Class VectorVectorMult_CDRM

java.lang.Object

org.ejml.dense.row.mult.VectorVectorMult_CDRM

@Generated("org.ejml.dense.row.mult.VectorVectorMult_ZDRM")
public class VectorVectorMult_CDRM
extends Object

Operations that involve multiplication of two vectors.

Constructor Summary

Constructors

Constructor	Description
VectorVectorMult_CDRM()

Method Summary

Modifier and Type	Method	Description
static Complex_F32	innerProd(CMatrixRMaj x, CMatrixRMaj y, @Nullable Complex_F32 output)	Computes the inner product of the two vectors.
static Complex_F32	innerProdH(CMatrixRMaj x, CMatrixRMaj y, @Nullable Complex_F32 output)	Computes the inner product between a vector and the conjugate of another one.
static void	outerProd(CMatrixRMaj x, CMatrixRMaj y, CMatrixRMaj A)	Sets A ∈ ℜ m × n equal to an outer product multiplication of the two vectors.
static void	outerProdH(CMatrixRMaj x, CMatrixRMaj y, CMatrixRMaj A)	Sets A ∈ ℜ m × n equal to an outer product multiplication of the two vectors.
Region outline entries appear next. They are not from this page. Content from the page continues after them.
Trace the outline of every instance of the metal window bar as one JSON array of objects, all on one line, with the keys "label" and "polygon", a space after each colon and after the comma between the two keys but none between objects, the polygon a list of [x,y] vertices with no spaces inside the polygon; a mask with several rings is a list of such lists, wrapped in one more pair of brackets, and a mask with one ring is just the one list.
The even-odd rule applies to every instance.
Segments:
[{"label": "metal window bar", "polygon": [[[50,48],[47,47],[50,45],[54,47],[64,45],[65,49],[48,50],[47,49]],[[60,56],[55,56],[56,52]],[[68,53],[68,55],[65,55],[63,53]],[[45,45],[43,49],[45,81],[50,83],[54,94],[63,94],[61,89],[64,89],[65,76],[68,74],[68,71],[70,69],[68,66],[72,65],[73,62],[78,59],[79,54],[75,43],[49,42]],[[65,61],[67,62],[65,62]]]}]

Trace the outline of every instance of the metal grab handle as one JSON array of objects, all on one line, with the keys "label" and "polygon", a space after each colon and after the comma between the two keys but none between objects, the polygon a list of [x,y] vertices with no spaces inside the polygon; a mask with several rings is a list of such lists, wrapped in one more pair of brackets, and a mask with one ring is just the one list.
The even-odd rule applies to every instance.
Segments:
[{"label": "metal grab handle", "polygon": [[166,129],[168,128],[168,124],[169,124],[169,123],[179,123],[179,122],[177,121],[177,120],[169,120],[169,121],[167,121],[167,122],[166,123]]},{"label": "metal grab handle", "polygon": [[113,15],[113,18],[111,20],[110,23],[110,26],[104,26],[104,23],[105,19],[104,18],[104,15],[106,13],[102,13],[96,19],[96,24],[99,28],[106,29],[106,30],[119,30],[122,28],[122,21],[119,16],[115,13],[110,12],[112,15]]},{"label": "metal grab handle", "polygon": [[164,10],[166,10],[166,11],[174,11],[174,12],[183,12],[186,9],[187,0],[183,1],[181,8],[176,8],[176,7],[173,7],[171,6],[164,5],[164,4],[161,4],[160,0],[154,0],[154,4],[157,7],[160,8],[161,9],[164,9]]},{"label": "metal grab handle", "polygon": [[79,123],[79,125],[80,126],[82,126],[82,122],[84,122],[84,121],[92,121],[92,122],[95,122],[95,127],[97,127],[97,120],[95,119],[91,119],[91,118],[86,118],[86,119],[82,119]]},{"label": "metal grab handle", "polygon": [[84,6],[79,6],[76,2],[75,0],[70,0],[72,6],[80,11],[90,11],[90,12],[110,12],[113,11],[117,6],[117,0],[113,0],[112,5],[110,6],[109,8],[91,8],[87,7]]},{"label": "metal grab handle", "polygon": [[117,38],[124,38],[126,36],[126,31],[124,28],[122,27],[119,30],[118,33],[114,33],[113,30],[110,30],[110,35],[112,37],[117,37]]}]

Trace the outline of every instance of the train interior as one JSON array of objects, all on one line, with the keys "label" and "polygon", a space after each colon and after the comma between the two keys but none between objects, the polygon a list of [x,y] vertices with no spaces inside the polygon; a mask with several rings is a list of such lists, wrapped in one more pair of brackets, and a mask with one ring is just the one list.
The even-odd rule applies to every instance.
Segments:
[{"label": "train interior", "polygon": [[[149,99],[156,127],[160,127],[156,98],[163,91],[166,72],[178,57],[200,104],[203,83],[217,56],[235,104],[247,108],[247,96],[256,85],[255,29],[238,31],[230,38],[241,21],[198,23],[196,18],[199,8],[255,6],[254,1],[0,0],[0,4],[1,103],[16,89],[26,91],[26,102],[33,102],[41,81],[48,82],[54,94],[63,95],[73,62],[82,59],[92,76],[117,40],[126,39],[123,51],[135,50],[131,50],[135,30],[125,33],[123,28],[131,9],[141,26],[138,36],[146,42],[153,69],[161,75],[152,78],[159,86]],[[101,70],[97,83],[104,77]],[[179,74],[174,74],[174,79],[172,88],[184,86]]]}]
Methods inherited from class java.lang.Object

clone, equals, finalize, getClass, hashCode, notify, notifyAll, toString, wait, wait, wait

Constructor Details

VectorVectorMult_CDRM

public VectorVectorMult_CDRM()

Method Details

innerProd

public static Complex_F32 innerProd(CMatrixRMaj x,
 CMatrixRMaj y,
 @Nullable
 @Nullable Complex_F32 output)

Computes the inner product of the two vectors. In geometry this is known as the dot product.

∑_k=1:n x_k * y_k
where x and y are vectors with n elements.

These functions are often used inside of highly optimized code and therefor sanity checks are kept to a minimum. It is not recommended that any of these functions be used directly.

Parameters:

x - A vector with n elements. Not modified.
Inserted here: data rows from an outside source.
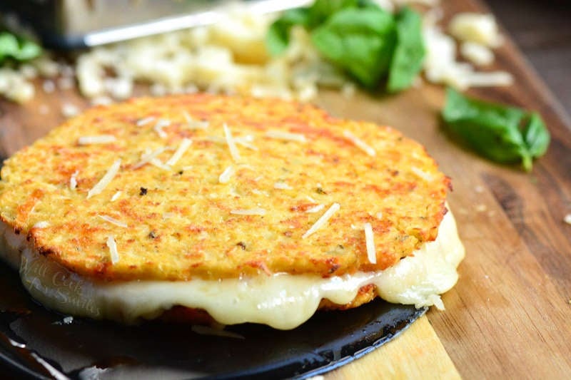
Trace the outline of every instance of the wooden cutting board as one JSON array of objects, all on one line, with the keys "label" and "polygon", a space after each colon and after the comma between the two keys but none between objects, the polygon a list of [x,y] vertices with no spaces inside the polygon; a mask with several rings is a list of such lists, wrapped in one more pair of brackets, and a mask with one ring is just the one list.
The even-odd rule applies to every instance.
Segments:
[{"label": "wooden cutting board", "polygon": [[[487,11],[475,0],[443,2],[447,17]],[[569,118],[510,41],[494,69],[515,84],[471,93],[540,111],[552,134],[532,173],[497,165],[450,141],[438,112],[444,91],[425,85],[395,96],[323,92],[317,103],[337,116],[373,120],[424,144],[453,178],[450,205],[467,256],[456,287],[389,344],[326,376],[367,378],[571,378],[571,130]],[[40,87],[39,87],[39,88]],[[88,106],[76,91],[38,90],[24,106],[0,101],[0,156],[60,123],[61,105]]]}]

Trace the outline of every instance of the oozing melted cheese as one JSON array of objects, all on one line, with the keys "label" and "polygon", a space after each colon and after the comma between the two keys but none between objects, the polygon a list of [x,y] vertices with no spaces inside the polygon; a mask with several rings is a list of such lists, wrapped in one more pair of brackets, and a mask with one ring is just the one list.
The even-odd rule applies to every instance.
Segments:
[{"label": "oozing melted cheese", "polygon": [[225,324],[255,322],[293,329],[313,314],[322,299],[347,304],[369,284],[390,302],[442,307],[438,294],[456,283],[456,267],[464,257],[454,218],[448,212],[436,240],[380,272],[328,278],[276,274],[219,280],[103,283],[70,272],[39,255],[10,228],[1,229],[6,249],[0,252],[17,265],[21,252],[22,283],[38,301],[63,313],[127,323],[153,319],[181,305],[203,309]]}]

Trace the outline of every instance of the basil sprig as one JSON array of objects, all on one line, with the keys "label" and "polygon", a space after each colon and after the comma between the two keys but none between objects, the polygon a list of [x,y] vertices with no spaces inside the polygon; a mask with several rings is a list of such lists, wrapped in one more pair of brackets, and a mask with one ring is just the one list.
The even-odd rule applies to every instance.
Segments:
[{"label": "basil sprig", "polygon": [[538,113],[467,98],[448,88],[442,116],[448,129],[497,163],[521,162],[526,171],[545,154],[550,134]]},{"label": "basil sprig", "polygon": [[34,42],[19,38],[7,31],[0,32],[0,63],[11,58],[24,61],[37,57],[41,53],[41,48]]},{"label": "basil sprig", "polygon": [[421,19],[409,8],[393,16],[370,0],[316,0],[284,12],[271,25],[266,36],[271,53],[286,50],[295,25],[310,31],[324,57],[370,89],[384,79],[389,92],[405,89],[422,67]]}]

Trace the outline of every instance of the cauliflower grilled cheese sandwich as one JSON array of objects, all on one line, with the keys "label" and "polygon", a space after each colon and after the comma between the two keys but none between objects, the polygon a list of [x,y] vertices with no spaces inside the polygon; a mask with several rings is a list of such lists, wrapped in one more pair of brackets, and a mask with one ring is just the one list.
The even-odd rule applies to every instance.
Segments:
[{"label": "cauliflower grilled cheese sandwich", "polygon": [[274,99],[138,98],[4,162],[0,253],[48,307],[126,323],[442,307],[464,256],[450,188],[389,127]]}]

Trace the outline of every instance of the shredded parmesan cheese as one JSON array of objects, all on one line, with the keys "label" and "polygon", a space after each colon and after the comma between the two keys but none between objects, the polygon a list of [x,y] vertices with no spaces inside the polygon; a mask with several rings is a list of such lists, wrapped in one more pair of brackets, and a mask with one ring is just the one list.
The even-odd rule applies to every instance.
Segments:
[{"label": "shredded parmesan cheese", "polygon": [[268,130],[266,133],[266,137],[268,137],[270,138],[277,138],[278,140],[298,141],[298,143],[305,143],[307,141],[305,136],[301,133],[291,133],[290,132],[283,132],[282,130]]},{"label": "shredded parmesan cheese", "polygon": [[110,222],[112,225],[115,225],[118,226],[118,227],[122,227],[123,228],[127,228],[128,227],[126,223],[124,223],[123,222],[121,222],[121,220],[117,220],[114,217],[111,217],[107,216],[107,215],[100,215],[98,214],[97,216],[101,217],[103,220]]},{"label": "shredded parmesan cheese", "polygon": [[266,210],[261,207],[251,208],[251,209],[239,209],[233,210],[230,212],[231,214],[236,215],[265,215]]},{"label": "shredded parmesan cheese", "polygon": [[196,332],[196,334],[199,334],[201,335],[213,335],[216,337],[225,337],[227,338],[236,338],[237,339],[244,339],[244,337],[240,335],[239,334],[236,334],[235,332],[227,332],[225,330],[219,329],[213,329],[212,327],[208,327],[208,326],[201,326],[198,324],[194,324],[191,329]]},{"label": "shredded parmesan cheese", "polygon": [[119,168],[121,168],[121,159],[116,160],[113,163],[113,165],[111,165],[105,175],[87,192],[87,199],[100,194],[115,178],[115,175],[119,171]]},{"label": "shredded parmesan cheese", "polygon": [[168,127],[171,125],[171,120],[166,119],[161,119],[156,122],[155,126],[153,127],[153,129],[155,132],[156,132],[158,137],[161,138],[166,138],[168,135],[166,134],[166,132],[163,130],[163,128],[165,127]]},{"label": "shredded parmesan cheese", "polygon": [[327,221],[329,220],[329,219],[332,216],[333,216],[333,214],[337,212],[340,208],[341,208],[341,206],[340,205],[339,205],[339,203],[333,203],[333,205],[331,205],[331,207],[330,207],[329,209],[327,211],[325,211],[323,215],[321,215],[321,217],[317,220],[317,222],[315,222],[313,224],[313,225],[311,226],[311,228],[308,230],[307,232],[305,234],[303,234],[301,238],[305,239],[308,236],[310,235],[311,234],[313,234],[313,232],[315,232],[315,231],[323,227],[325,225],[325,223],[327,223]]},{"label": "shredded parmesan cheese", "polygon": [[198,121],[193,119],[186,111],[183,111],[183,115],[186,120],[186,123],[190,129],[206,129],[210,126],[208,121]]},{"label": "shredded parmesan cheese", "polygon": [[117,243],[115,242],[115,237],[111,235],[107,237],[107,247],[109,248],[109,253],[111,256],[111,264],[115,265],[119,261],[119,252],[117,252]]},{"label": "shredded parmesan cheese", "polygon": [[230,181],[230,178],[234,173],[234,168],[231,165],[226,168],[222,174],[218,177],[218,182],[220,183],[228,183]]},{"label": "shredded parmesan cheese", "polygon": [[49,222],[46,222],[45,220],[42,220],[41,222],[38,222],[32,228],[46,228],[49,227]]},{"label": "shredded parmesan cheese", "polygon": [[76,170],[74,172],[74,174],[71,175],[71,178],[69,178],[69,188],[71,190],[76,190],[76,188],[77,188],[78,174],[79,174],[79,170]]},{"label": "shredded parmesan cheese", "polygon": [[423,170],[420,170],[418,168],[416,168],[415,166],[411,167],[410,171],[412,171],[418,177],[425,180],[426,182],[431,182],[434,179],[434,177],[433,177],[432,174],[430,174],[430,173],[427,173]]},{"label": "shredded parmesan cheese", "polygon": [[151,121],[153,121],[154,120],[155,120],[155,118],[153,116],[149,116],[148,118],[140,119],[140,120],[137,120],[137,126],[138,127],[142,127],[143,125],[148,124],[149,123],[151,123]]},{"label": "shredded parmesan cheese", "polygon": [[305,212],[309,212],[310,214],[313,214],[315,212],[319,212],[323,207],[325,207],[325,205],[318,205],[317,206],[313,206],[313,207],[308,209]]},{"label": "shredded parmesan cheese", "polygon": [[157,168],[160,168],[164,170],[172,170],[173,168],[168,166],[168,165],[163,164],[163,161],[159,160],[158,158],[153,158],[149,161],[149,163],[156,166]]},{"label": "shredded parmesan cheese", "polygon": [[293,188],[286,183],[285,182],[276,182],[273,184],[274,189],[280,190],[292,190]]},{"label": "shredded parmesan cheese", "polygon": [[371,264],[377,264],[377,254],[375,250],[375,240],[373,237],[373,227],[370,223],[365,223],[365,243],[367,245],[367,257]]},{"label": "shredded parmesan cheese", "polygon": [[244,137],[237,137],[234,138],[234,141],[236,144],[251,149],[252,150],[258,150],[258,147],[251,144],[251,142],[253,141],[253,136],[250,135]]},{"label": "shredded parmesan cheese", "polygon": [[226,138],[226,143],[230,149],[230,155],[232,156],[233,160],[239,161],[241,160],[240,152],[238,151],[234,138],[232,137],[232,133],[230,131],[230,128],[228,128],[226,123],[222,127],[224,128],[224,136]]},{"label": "shredded parmesan cheese", "polygon": [[141,161],[136,163],[133,166],[133,170],[134,170],[138,169],[139,168],[149,163],[152,160],[156,158],[158,155],[164,152],[166,150],[166,148],[161,147],[161,148],[157,148],[151,153],[143,153],[142,155],[141,155]]},{"label": "shredded parmesan cheese", "polygon": [[191,146],[192,144],[192,140],[188,138],[183,138],[183,140],[181,142],[181,145],[178,145],[178,148],[174,153],[173,156],[166,162],[166,165],[169,166],[173,166],[176,163],[178,162],[178,160],[183,156],[186,150],[188,149],[188,147]]},{"label": "shredded parmesan cheese", "polygon": [[89,145],[91,144],[108,144],[117,139],[113,135],[99,135],[97,136],[81,136],[77,140],[77,143],[80,145]]},{"label": "shredded parmesan cheese", "polygon": [[122,191],[118,191],[117,192],[113,194],[113,197],[111,197],[111,202],[115,202],[116,200],[117,200],[117,199],[118,199],[118,197],[121,197],[121,194],[123,194]]},{"label": "shredded parmesan cheese", "polygon": [[375,152],[375,150],[373,148],[367,145],[367,143],[365,141],[358,138],[348,130],[343,131],[343,136],[345,136],[345,138],[347,140],[353,143],[355,145],[355,146],[356,146],[359,149],[361,149],[363,151],[364,151],[365,153],[370,155],[371,157],[374,157],[376,155],[376,153]]}]

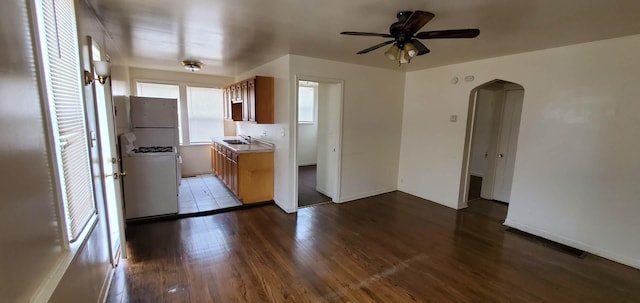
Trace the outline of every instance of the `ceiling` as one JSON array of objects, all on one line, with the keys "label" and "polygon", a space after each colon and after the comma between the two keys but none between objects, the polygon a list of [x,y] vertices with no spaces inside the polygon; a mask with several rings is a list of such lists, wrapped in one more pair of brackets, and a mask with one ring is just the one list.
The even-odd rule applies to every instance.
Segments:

y - A vector with n elements. Not modified.

Returns:

The inner product of the two vectors.

innerProdH

public static Complex_F32 innerProdH(CMatrixRMaj x,
 CMatrixRMaj y,
 @Nullable
 @Nullable Complex_F32 output)

Computes the inner product between a vector and the conjugate of another one.

∑_k=1:n x_k * conj(y_k)
where x and y are vectors with n elements.

These functions are often used inside of highly optimized code and therefor sanity checks are kept to a minimum. It is not recommended that any of these functions be used directly.

Parameters:

x - A vector with n elements. Not modified.

y - A vector with n elements. Not modified.

Returns:

The inner product of the two vectors.

outerProd

public static void outerProd(CMatrixRMaj x,
 CMatrixRMaj y,
 CMatrixRMaj A)

Sets A ∈ ℜ ^{m × n} equal to an outer product multiplication of the two vectors. This is also known as a rank-1 operation.

A = x * y^T where x ∈ ℜ ^m and y ∈ ℜ ⁿ are vectors.

Which is equivalent to: A_ij = x_i*y_j

Parameters:

x - A vector with m elements. Not modified.

y - A vector with n elements. Not modified.

A - A Matrix with m by n elements. Modified.

outerProdH

public static void outerProdH(CMatrixRMaj x,
 CMatrixRMaj y,
 CMatrixRMaj A)

Sets A ∈ ℜ ^{m × n} equal to an outer product multiplication of the two vectors. This is also known as a rank-1 operation.

A = x * y^H where x ∈ ℜ ^m and y ∈ ℜ ⁿ are vectors.

Which is equivalent to: A_ij = x_i*y_j

Parameters:

x - A vector with m elements. Not modified.

y - A vector with n elements. Not modified.

A - A Matrix with m by n elements. Modified.